Les opérées reconnaissantes décidaient leurs amies à suivre leur exemple ; parfois, des femmes de chambre et des gouvernantes, grassement payées, attendaient à la porte. Enfin, il y eut le souper des « demi-sexes » que le docteur daigna présider. À lui allaient tous les sourires, toutes les actions de grâces ; il n’avait qu’à choisir ses maîtresses dans le gracieux troupeau qu’il avait formé.

Richard fut arrêté tout de suite, mais Nina, prévenue à temps, put échapper aux recherches.

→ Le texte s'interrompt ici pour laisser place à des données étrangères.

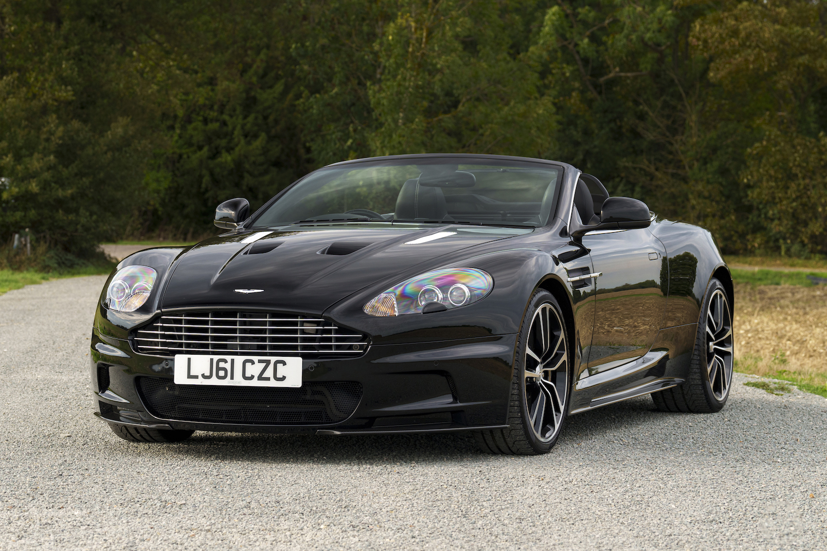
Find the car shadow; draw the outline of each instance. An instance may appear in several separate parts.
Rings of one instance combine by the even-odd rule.
[[[654,422],[661,415],[654,411],[651,399],[644,397],[571,416],[557,448],[581,441],[584,437],[608,438],[621,427],[628,430]],[[194,458],[277,463],[461,463],[513,457],[481,452],[471,433],[317,436],[196,432],[190,439],[168,444],[165,449]]]

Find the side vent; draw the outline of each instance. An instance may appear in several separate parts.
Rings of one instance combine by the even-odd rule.
[[[105,363],[98,364],[98,392],[105,392],[109,389],[109,366]]]
[[[265,253],[269,253],[273,250],[280,245],[284,243],[284,241],[270,241],[270,240],[262,240],[256,241],[250,248],[244,251],[245,254],[264,254]]]
[[[330,246],[327,247],[323,254],[342,256],[343,254],[355,253],[360,249],[364,249],[369,245],[370,245],[370,243],[366,241],[336,241],[335,243],[331,243]]]

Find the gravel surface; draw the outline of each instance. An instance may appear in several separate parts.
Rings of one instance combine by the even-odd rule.
[[[0,297],[0,549],[827,549],[827,401],[742,375],[721,413],[644,397],[571,417],[541,457],[466,435],[127,443],[92,416],[103,282]]]

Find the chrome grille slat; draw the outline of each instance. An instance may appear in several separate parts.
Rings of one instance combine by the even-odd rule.
[[[218,327],[221,327],[221,325],[218,325]],[[241,327],[241,329],[247,330],[249,328],[248,327]],[[166,331],[152,331],[152,330],[146,330],[146,329],[140,330],[138,331],[138,333],[156,333],[156,334],[159,334],[159,335],[166,335],[167,334]],[[210,332],[210,333],[192,333],[192,332],[189,332],[189,331],[187,332],[187,335],[192,335],[192,336],[217,336],[217,337],[236,337],[236,336],[239,336],[236,333],[212,333],[212,332]],[[289,334],[289,333],[278,333],[278,334],[276,334],[276,333],[242,333],[241,336],[249,336],[249,337],[264,337],[264,336],[266,336],[266,337],[294,337],[294,336],[296,336],[296,335],[295,334]],[[332,339],[335,339],[336,337],[361,337],[361,336],[362,336],[362,335],[349,335],[349,334],[346,334],[346,333],[342,333],[341,335],[313,335],[313,334],[310,334],[310,335],[299,335],[299,337],[300,339],[318,339],[318,338],[325,338],[325,337],[329,337],[329,338],[332,338]]]
[[[188,311],[162,316],[133,334],[138,352],[353,357],[365,352],[367,335],[323,318],[280,312]],[[354,346],[356,347],[354,349]]]

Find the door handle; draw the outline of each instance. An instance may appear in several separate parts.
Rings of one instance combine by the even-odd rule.
[[[577,276],[576,278],[569,278],[566,281],[570,283],[573,281],[582,281],[584,279],[589,279],[590,278],[600,278],[603,275],[603,272],[595,272],[594,273],[586,273],[586,275]]]

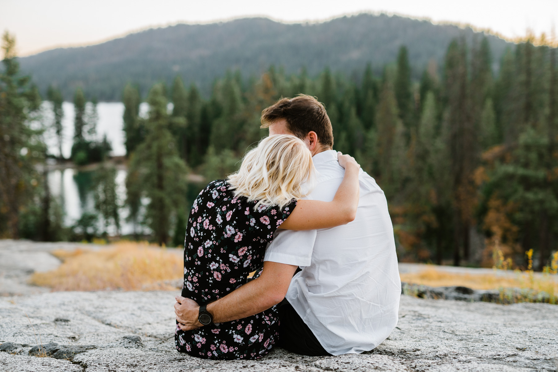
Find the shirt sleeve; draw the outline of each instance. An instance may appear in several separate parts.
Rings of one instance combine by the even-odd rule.
[[[294,231],[277,229],[273,241],[266,249],[263,260],[310,266],[315,240],[315,230]]]
[[[269,207],[260,205],[255,211],[253,206],[250,207],[250,224],[254,224],[261,240],[268,243],[273,240],[275,230],[295,209],[296,202],[296,199],[292,199],[282,208],[276,205]]]

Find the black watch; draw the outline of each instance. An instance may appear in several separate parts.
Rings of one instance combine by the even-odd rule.
[[[198,316],[198,320],[204,326],[211,324],[213,322],[213,317],[205,310],[207,306],[207,304],[200,306],[200,315]]]

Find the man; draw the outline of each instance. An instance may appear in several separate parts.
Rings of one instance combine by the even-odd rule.
[[[332,149],[333,129],[324,106],[308,95],[283,98],[263,110],[261,121],[270,136],[293,134],[305,141],[318,173],[309,199],[332,200],[344,170]],[[378,346],[397,325],[401,282],[383,192],[362,170],[359,181],[354,221],[319,230],[278,230],[261,275],[208,304],[202,312],[220,323],[281,302],[280,346],[287,350],[339,355]],[[299,267],[301,270],[293,276]],[[180,327],[201,326],[199,306],[180,296],[176,300]]]

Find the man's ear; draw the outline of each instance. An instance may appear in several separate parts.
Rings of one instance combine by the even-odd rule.
[[[306,146],[308,147],[308,149],[311,152],[314,151],[316,147],[318,146],[318,134],[314,131],[310,131],[306,134],[306,138],[304,139],[304,142],[306,143]]]

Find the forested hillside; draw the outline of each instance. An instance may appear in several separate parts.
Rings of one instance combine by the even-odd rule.
[[[21,58],[20,64],[41,93],[53,84],[69,100],[78,86],[88,97],[120,100],[122,86],[131,81],[145,96],[154,83],[170,85],[177,74],[187,85],[196,84],[206,96],[214,80],[228,69],[257,78],[272,65],[284,68],[287,75],[304,67],[313,78],[329,67],[359,79],[369,62],[380,73],[402,45],[408,48],[418,78],[429,60],[441,62],[452,38],[464,36],[472,42],[475,35],[480,36],[470,28],[385,15],[313,24],[252,18],[152,28],[97,45],[43,52]],[[509,43],[492,35],[487,40],[497,62]]]

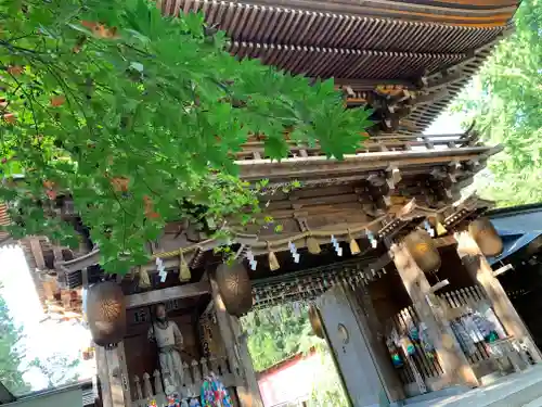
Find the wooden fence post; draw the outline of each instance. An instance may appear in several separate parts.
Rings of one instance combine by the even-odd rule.
[[[262,407],[260,391],[256,380],[253,361],[248,354],[237,318],[233,318],[225,310],[222,297],[220,296],[218,284],[215,279],[210,279],[212,302],[217,315],[220,334],[228,354],[230,368],[235,374],[237,382],[237,396],[242,407]]]

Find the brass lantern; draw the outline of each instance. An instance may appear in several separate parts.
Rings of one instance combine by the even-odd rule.
[[[485,256],[494,257],[503,252],[503,241],[488,218],[473,220],[468,225],[468,232]]]
[[[253,288],[248,272],[241,263],[221,264],[217,268],[218,291],[224,302],[225,310],[241,317],[253,307]]]
[[[87,320],[98,346],[114,345],[126,334],[126,304],[120,285],[113,281],[91,285],[87,294]]]
[[[440,268],[440,254],[425,230],[415,230],[408,234],[404,244],[422,271],[435,272]]]
[[[322,329],[322,320],[320,319],[320,316],[318,315],[317,308],[314,308],[313,305],[309,307],[309,321],[310,326],[312,327],[312,332],[318,338],[324,339],[324,330]]]

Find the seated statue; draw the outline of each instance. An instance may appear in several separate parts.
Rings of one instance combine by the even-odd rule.
[[[149,329],[149,340],[158,347],[158,360],[165,387],[182,385],[182,334],[175,321],[167,317],[166,305],[158,304],[155,308],[155,321]]]

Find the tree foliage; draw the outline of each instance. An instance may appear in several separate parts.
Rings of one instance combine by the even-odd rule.
[[[30,367],[36,368],[47,379],[48,389],[54,389],[79,379],[79,373],[76,371],[79,363],[79,359],[70,359],[63,354],[55,353],[46,358],[34,359]]]
[[[248,136],[264,135],[272,158],[287,155],[286,130],[340,158],[369,125],[332,80],[231,56],[201,14],[163,17],[149,0],[0,0],[0,15],[11,232],[76,244],[52,211],[70,196],[107,270],[144,263],[166,221],[220,231],[253,220],[264,186],[241,182],[233,162]]]
[[[542,1],[521,2],[515,23],[453,107],[505,148],[477,182],[501,206],[542,201]]]
[[[21,339],[22,331],[15,326],[5,301],[0,296],[0,380],[14,395],[30,390],[23,379],[21,369],[24,356],[20,344]]]

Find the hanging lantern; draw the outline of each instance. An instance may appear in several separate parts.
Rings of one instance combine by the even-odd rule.
[[[440,268],[440,254],[426,230],[408,234],[404,244],[422,271],[434,272]]]
[[[309,321],[310,321],[310,326],[312,327],[312,332],[314,332],[314,334],[318,338],[324,339],[324,330],[322,328],[322,320],[320,319],[320,316],[318,315],[318,310],[313,305],[311,305],[309,307]]]
[[[253,289],[246,268],[241,263],[221,264],[216,280],[225,310],[235,317],[248,313],[253,306]]]
[[[120,285],[105,281],[90,287],[87,319],[92,340],[98,346],[122,341],[126,333],[126,304]]]
[[[503,252],[503,241],[488,218],[473,220],[468,225],[468,232],[485,256],[494,257]]]

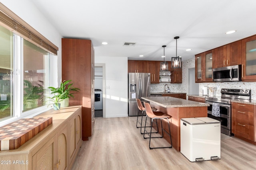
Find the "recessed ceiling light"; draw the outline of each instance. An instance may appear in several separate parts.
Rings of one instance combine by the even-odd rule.
[[[226,34],[232,34],[232,33],[234,33],[235,32],[236,32],[236,30],[232,30],[232,31],[228,31],[227,32],[226,32],[225,33]]]

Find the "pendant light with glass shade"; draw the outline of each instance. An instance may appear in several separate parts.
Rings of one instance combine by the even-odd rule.
[[[164,62],[160,63],[160,71],[167,71],[168,70],[168,63],[166,61],[164,61],[164,47],[166,47],[166,45],[163,45],[162,47],[164,47],[164,56],[162,57],[164,57]]]
[[[177,39],[180,37],[175,37],[174,39],[176,39],[176,57],[172,57],[172,68],[181,68],[181,57],[177,56]]]

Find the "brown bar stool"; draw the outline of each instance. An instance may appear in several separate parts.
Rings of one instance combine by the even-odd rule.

Les débats de cette affaire eurent un retentissement énorme. Les juges multiplièrent les interrogatoires, les experts reconstituèrent les coups de scalpel si productifs qui, malheureusement, ne furent pas toujours sans danger pour les assoiffées de plaisirs et de liberté. Des témoins dirent ce qu’ils avaient vu, des parents indignés défilèrent à la barre ; la terreur du chloroforme et du bistouri régna momentanément sur les âmes ; car sous les buissons fleuris on retrouva quelques affreux cadavres. D’austères moralistes attaquèrent la puissance du médecin qui, de notre temps, est devenue illimitée comme celle du bourreau, et on s’aperçut — sans chercher, d’ailleurs, à porter remède à cet état de choses — que le médecin seul a le droit d’être fou, sadique, criminel ; de vivisecter, de torturer, de tenailler, d’écarteler, d’épuiser, enfin, les conceptions sataniques de l’imagination la plus déréglée. Quoi qu’il fasse, sa folie sera considérée comme un système et ses hécatombes comme des accidents nécessaires aux progrès de la science. On lui a constitué un pouvoir sans pareil, fait de l’égoïsme, de l’avidité et de la sottise humaines.

Ainsi avait pu prospérer la bande médicale que brusquement la dénonciation de Philippe vint frapper. On étala au grand jour les mutilations innombrables, les assassinats qui impunément s’étaient commis dans la clinique coquette du beau Richard. Les femmes s’étaient ruées par centaines vers cette officine, où, suivant les réclames de Nina et de ses pareilles, un petit coup de canif pouvait les débarrasser, sans danger et sans douleur, des responsabilités, et les exonérer des souffrances fatales originelles.